There’s no one-size-fits-all benchmark. ATT varies widely depending on industry, customer type, and call purpose. But here’s a quick snapshot, based on data from ContactBabel and SQM Group:

Industry Typical ATT Range
E-commerce Support 3–5 minutes
Financial Services 6–8 minutes
Healthcare 7–10 minutes
B2B Sales 6–12 minutes

But these numbers only help if your call mix and service model match. Always benchmark against your own historical data first.

How do I know if my ATT is too high?

Ask two questions:

  1. Is First Call Resolution dropping?
  2. Is CSAT holding steady, or falling?

If ATT is rising and those two metrics are suffering, it’s time to investigate. High ATT alone doesn’t mean inefficiency, but high ATT paired with repeat calls and lower satisfaction usually does. Look for clustering: Are long calls tied to a specific issue, product, or team? That’s where your fix is hiding.

Can AI tools really help lower talk time?

Yes, but only if they’re used to support, not surveil. Tools like Voiso’s AI Speech Analytics don’t just flag long calls, they explain them. By showing sentiment shifts, summarizing key points, and surfacing repeated pain points, they help agents learn what slows them down and how to tighten the next call.
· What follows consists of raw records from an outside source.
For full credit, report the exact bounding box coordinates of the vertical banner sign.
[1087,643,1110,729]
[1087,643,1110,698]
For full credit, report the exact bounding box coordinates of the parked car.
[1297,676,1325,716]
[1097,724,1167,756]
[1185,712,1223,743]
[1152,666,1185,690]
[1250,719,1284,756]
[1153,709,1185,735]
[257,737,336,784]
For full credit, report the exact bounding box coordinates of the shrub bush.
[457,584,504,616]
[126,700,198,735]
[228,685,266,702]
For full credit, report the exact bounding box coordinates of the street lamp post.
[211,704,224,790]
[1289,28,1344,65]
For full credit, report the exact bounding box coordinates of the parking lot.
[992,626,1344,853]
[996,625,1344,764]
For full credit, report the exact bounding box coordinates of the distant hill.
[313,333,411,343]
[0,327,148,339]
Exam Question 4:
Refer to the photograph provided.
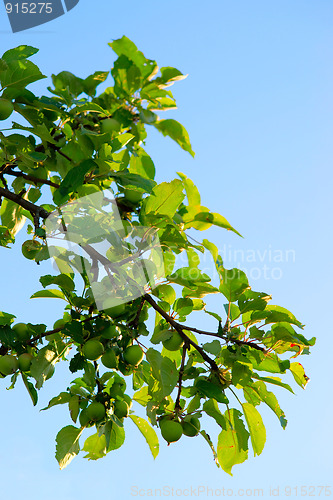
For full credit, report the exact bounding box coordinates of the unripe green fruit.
[53,319,66,330]
[124,189,142,203]
[18,352,33,372]
[101,118,120,134]
[160,419,183,443]
[0,98,14,120]
[79,408,92,427]
[124,394,133,410]
[101,349,118,368]
[43,109,59,122]
[12,323,31,342]
[82,339,104,361]
[22,240,42,260]
[182,415,200,437]
[103,299,126,318]
[109,382,125,398]
[162,331,184,351]
[87,401,106,422]
[114,401,128,418]
[0,354,18,376]
[46,364,55,380]
[124,345,143,366]
[102,325,119,339]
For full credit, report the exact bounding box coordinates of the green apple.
[124,189,143,203]
[160,419,183,443]
[0,354,19,376]
[102,325,120,339]
[124,394,133,410]
[101,118,120,134]
[82,339,104,361]
[87,401,106,422]
[109,382,125,398]
[181,415,200,437]
[0,97,14,120]
[101,349,118,368]
[124,345,143,366]
[162,330,184,351]
[103,297,126,318]
[79,408,93,427]
[43,109,59,122]
[12,323,31,342]
[53,319,66,330]
[113,401,129,418]
[22,240,42,260]
[45,364,55,380]
[18,352,33,372]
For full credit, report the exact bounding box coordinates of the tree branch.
[144,293,219,372]
[0,187,50,219]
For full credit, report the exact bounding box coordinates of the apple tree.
[0,37,315,474]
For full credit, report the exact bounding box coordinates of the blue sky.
[0,0,333,500]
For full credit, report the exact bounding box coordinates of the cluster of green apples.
[82,304,144,376]
[79,382,132,427]
[0,97,14,120]
[0,323,33,377]
[159,414,200,443]
[162,330,184,351]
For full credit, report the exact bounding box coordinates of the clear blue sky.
[0,0,333,500]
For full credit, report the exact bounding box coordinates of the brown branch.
[0,187,50,219]
[144,293,219,372]
[6,169,60,188]
[175,342,188,413]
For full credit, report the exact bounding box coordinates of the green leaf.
[0,311,16,326]
[56,425,83,470]
[53,159,97,201]
[141,179,184,218]
[195,379,229,404]
[102,420,125,452]
[68,395,80,423]
[252,373,295,394]
[2,45,39,63]
[154,118,195,157]
[109,36,157,78]
[133,385,151,406]
[30,289,66,300]
[0,193,28,237]
[194,212,242,237]
[289,362,310,389]
[217,408,249,476]
[82,432,107,460]
[232,361,252,388]
[21,372,38,406]
[200,431,220,467]
[146,349,178,399]
[242,403,266,456]
[39,274,75,292]
[130,415,159,458]
[202,340,221,356]
[219,268,250,302]
[42,392,72,410]
[202,399,227,430]
[244,381,287,429]
[177,172,201,206]
[30,346,57,389]
[0,59,46,89]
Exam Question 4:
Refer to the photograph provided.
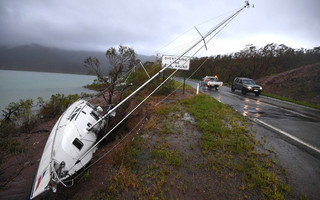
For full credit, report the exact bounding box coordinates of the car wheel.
[241,88,247,95]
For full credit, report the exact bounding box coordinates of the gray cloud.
[0,0,320,55]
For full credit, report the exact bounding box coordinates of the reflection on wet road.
[181,77,320,155]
Pair that with CRM-integrated screen pops and real-time transcription, and you remove most of the delays caused by uncertainty, data hunting, or unclear histories.

The result? Shorter calls, not because agents are rushed, but because they’re ready.

What’s the difference between optimizing and reducing ATT?

Reducing ATT is about shrinking the number. Optimizing ATT is about improving the experience behind the number. When you reduce ATT without strategy, you risk rushed calls, lower trust, and poor outcomes. When you optimize it, you streamline workflows, equip agents better, and resolve calls more clearly, so they naturally take less time. One saves seconds. The other saves relationships.